From: Joel Fernandes
Date: Sun Sep 24 2017 - 19:46:14 EST


Hi Mike,

On Sun, Sep 17, 2017 at 10:30 PM, Mike Galbraith <efault@xxxxxx> wrote:
> On Sun, 2017-09-17 at 14:41 -0700, Joel Fernandes wrote:
>> Hi Mike,
>>
>> On Sun, Sep 17, 2017 at 9:47 AM, Mike Galbraith <efault@xxxxxx> wrote:
>> > On Sat, 2017-09-16 at 23:42 -0700, Joel Fernandes wrote:
>> >>
>> >> Yes I understand. However with my 'strong sync' patch, such a
>> >> balancing check could be useful which is what I was trying to do in a
>> >> different way in my patch - but it could be that my way is not good
>> >> enough and potentially the old wake_affine check could help here
>> >
>> > Help how? The old wake_affine() check contained zero concurrency
>> > information, it served to exclude excessive stacking, defeating the
>> > purpose of SMP. A truly synchronous wakeup has absolutely nothing to
>> > do with load balance in the general case: you can neither generate nor
>> > cure an imbalance by replacing one (nice zero) task with another. The
>> > mere existence of a load based braking mechanism speaks volumes.
>>
>> This is the part I didn't get.. you said "neither generate an
>> imbalance", it is possible that a CPU with a high blocked load but
>> just happen to be running 1 task at the time and did a sync wake up
>> for another task. In this case dragging the task onto the waker's CPU
>> might hurt it since it will face more competition than if it were
>> woken up on its previous CPU which is possibly lighty loaded than the
>> waker's CPU?
>
> Sure, a preexisting imbalance, but what does that have to do with
> generic pass the baton behavior, and knowing whether pull will result
> in a performance win or loss? In the overloaded and imbalanced case, a
> lower load number on this/that CPU means little in and of itself wrt
> latency expectations... the wakee may or may not be next in line, may
> or may not be able to cut the line (preempt).

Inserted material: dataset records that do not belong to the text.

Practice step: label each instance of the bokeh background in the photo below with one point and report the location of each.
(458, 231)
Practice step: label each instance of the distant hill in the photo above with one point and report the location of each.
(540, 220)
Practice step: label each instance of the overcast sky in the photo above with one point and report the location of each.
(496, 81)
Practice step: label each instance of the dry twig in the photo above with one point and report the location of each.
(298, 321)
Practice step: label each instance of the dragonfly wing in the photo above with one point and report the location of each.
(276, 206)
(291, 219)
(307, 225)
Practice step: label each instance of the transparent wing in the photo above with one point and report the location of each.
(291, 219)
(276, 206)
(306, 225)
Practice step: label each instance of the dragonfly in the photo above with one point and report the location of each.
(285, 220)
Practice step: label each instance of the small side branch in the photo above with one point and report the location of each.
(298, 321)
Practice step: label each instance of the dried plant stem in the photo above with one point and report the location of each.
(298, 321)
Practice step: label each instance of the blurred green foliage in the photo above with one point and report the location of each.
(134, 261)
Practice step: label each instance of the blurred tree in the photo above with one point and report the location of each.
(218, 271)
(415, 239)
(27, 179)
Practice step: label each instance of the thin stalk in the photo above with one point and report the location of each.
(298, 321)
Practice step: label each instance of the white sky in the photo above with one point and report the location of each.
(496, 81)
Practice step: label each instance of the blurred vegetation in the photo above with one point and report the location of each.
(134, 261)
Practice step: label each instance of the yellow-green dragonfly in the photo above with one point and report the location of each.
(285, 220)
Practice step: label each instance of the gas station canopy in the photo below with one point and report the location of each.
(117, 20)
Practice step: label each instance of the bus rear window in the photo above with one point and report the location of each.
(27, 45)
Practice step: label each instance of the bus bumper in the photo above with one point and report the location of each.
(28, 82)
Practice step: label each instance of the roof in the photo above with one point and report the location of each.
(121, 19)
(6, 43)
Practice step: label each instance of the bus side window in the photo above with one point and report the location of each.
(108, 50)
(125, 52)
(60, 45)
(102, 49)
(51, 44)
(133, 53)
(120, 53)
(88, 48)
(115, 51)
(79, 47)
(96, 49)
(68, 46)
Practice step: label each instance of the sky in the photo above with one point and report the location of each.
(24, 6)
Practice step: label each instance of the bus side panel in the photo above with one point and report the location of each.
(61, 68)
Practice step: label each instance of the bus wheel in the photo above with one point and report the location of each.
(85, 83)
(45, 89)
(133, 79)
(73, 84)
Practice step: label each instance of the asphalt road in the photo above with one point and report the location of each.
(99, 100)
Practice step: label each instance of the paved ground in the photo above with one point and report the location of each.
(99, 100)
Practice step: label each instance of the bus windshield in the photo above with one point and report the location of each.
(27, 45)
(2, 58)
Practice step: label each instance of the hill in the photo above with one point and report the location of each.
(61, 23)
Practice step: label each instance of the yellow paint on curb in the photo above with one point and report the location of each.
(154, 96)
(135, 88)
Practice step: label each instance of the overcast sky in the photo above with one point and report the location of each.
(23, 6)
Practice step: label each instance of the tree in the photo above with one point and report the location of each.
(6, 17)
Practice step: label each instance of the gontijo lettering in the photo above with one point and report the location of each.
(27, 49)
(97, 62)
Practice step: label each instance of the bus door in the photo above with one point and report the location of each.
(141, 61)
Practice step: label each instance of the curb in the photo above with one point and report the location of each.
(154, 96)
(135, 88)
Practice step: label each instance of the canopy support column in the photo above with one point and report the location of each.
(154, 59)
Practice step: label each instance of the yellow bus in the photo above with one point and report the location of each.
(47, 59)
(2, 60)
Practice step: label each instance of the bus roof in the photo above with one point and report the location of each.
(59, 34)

In my patch, I used nr_running == 1, so if waker slept immediately,
then wakee would be next in line. I guess this is the part I
misunderstood - that I assumed for all cases the sync waker sleeps
immediately, even though it does in the binder use cases. We have
control over the binder userspace bits that sleep immediately since
its part of the framework - user apps don't decide whether to stay
awake or not - the framework will put them to sleep since any progress
can happen only after waiting for the transaction to return. However
this assumption may not be true for other users of the regular sync
flag as you pointed :-/.

Just for completeness sake, I wanted to mention how we have a patch
similar to this on the Pixel product and works real well for all the
usecases we care about:
https://android.googlesource.com/kernel/msm.git/+/android-msm-marlin-3.18-oreo-r6/kernel/sched/fair.c#5678
It will probably not work well if someone tried to run netperf or
other usecases where waker doesn't sleep immediately and is definitely
not mainlinable considering the wreckage in $SUBJECT.

>
>> Also the other thing I didn't fully get is why is concurrency a
>> discussion point here, in this case A wakes up B and goes to sleep,
>> and then B wakes up A. They never run concurrently. Could you let me
>> know what I am missing?
>
> If waker does not IMMEDIATELY sleep, and you wake CPU affine, you toss
> the time interval between wakeup and context switch out the window, the
> wakee could have already been executing elsewhere when the waker gets
> around to getting the hell out of the way.
>
> The point I'm belaboring here is that we had that load check and more,
> and it proved insufficient. Yeah, pipe-test absolutely loves running
> on one CPU, but who cares, pipe-test is an overhead measurement tool,
> NOT a benchmark, those try to emulate the real world.

Ok.

> Hell, take two large footprint tasks, and let them exchange data
> briefly via pipe.. what would make it a wonderful idea to pull these
> tasks together each and every time they did that? Because pipe-test
> can thus play super fast ping-pong with itself? Obviously not.

Yes, I agree with you.

[..]
>>
>> >> > "Strong sync" wakeups like you propose would also
>> >> > change the semantics of wake_wide() and potentially
>> >> > other bits of code...doesn't make much sense for
>> >> >
>> >>
>> >> I understand, I am not very confident that wake_wide does the right
>> >> thing anyway. Atleast for Android, wake_wide doesn't seem to mirror
>> >> the most common usecase of display pipeline well. It seems that we
>> >> have cases where the 'flip count' is really high and causes wake_wide
>> >> all the time and sends us straight to the wake up slow path causing
>> >> regressions in Android benchmarks.
>> >
>> > Hm. It didn't pull those counts out of the vacuum, it measured them.
>> > It definitely does not force Android into the full balance path, that
>> > is being done by Android developers, as SD_BALANCE_WAKE is off by
>> > default. It was briefly on by default, but was quickly turned back off
>> > because it... induced performance regressions.
>> >
>> > In any case, if you have cause to believe that wake_wide() is causing
>> > you grief, why the heck are you bending up the sync hint?
>>
>> So its not just wake_wide causing the grief, even select_idle_sibling
>> doesn't seem to be doing the right thing. We really don't want to wake
>> up a task on an idle CPU if the current CPU is a better candidate.
>
> That is the nut, defining better candidate is not so trivial. Lacking
> concrete knowledge (omniscience?), you're always gambling, betting on
> concurrency potential existing is much safer than betting against it if
> your prime directive is to maximize utilization.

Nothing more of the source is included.